Reflexiones: se nos va un año duro e intenso. 365 días que realmente parecieron más. Por la situación social, por la violencia que quisieron imponernos para desunirnos (aún más).

Por transitar calles repletas de odio, pero que no pudieron acabar con la esperanza.

Por haber perdido muchos derechos en poco tiempo y soportar esperando un mañana mejor. “Un segundo semestres” que no solo nunca llegó sino que fue una vil mentira para entreguemos nuestra soberanía. Por haber vivido el último de año de ese nefasto gobierno que fue el del innombrable.

Y lo llamo así porque es mejor ni invocar su nombre. Trae mala suerte, sino preguntele al Flamengo…al G20, a 4 años de gestión en nuestro país. La incompetencia sumada al mote de “mufa” no parecen ser una combinación adecuada a la hora de gobernar un país. Sin embargo, ya esta…se fueron. Dejaron un desastre pero se fueron.
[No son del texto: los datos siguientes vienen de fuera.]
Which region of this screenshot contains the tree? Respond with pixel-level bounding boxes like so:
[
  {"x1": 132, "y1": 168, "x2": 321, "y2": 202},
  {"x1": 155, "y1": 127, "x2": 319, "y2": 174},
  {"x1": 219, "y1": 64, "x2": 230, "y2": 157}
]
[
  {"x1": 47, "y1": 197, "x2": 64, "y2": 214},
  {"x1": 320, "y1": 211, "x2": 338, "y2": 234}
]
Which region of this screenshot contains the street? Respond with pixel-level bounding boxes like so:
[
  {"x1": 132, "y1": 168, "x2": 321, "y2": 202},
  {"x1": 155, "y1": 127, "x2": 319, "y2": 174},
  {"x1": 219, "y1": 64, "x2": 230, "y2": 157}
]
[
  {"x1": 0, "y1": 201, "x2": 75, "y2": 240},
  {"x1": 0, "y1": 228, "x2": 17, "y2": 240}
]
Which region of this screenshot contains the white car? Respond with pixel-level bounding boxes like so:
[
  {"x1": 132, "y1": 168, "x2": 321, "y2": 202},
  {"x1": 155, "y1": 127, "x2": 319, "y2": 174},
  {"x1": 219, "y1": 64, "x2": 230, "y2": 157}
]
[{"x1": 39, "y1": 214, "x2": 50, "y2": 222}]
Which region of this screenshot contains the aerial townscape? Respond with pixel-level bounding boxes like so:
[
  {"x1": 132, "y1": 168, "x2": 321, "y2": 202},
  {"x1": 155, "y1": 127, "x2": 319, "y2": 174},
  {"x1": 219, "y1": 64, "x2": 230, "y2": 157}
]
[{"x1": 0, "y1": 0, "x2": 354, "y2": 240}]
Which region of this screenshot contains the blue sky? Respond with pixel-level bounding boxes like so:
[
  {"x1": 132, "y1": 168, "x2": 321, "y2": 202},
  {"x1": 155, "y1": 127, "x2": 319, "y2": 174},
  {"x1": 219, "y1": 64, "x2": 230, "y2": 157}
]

Ahora hay que empezar a construir sobre esas ruinas de nuevo. Y hay que hacerlo con esperanzas, con ganas, entre tod@s y sobretodo con amor a la patria.

De corazón deseo que 2020 sea un año donde lleguemos al consenso,la tolerancia. Entendamos que pensar distinto no significa que el otro debe deaaparecer. Que acabemos con esa porquería de discurso que se fomento desde el Estado sin Estado.

Deseo que vivamos mejor, que emepecemos progresar para que alcancemos la prosperidad a nivel individual y social.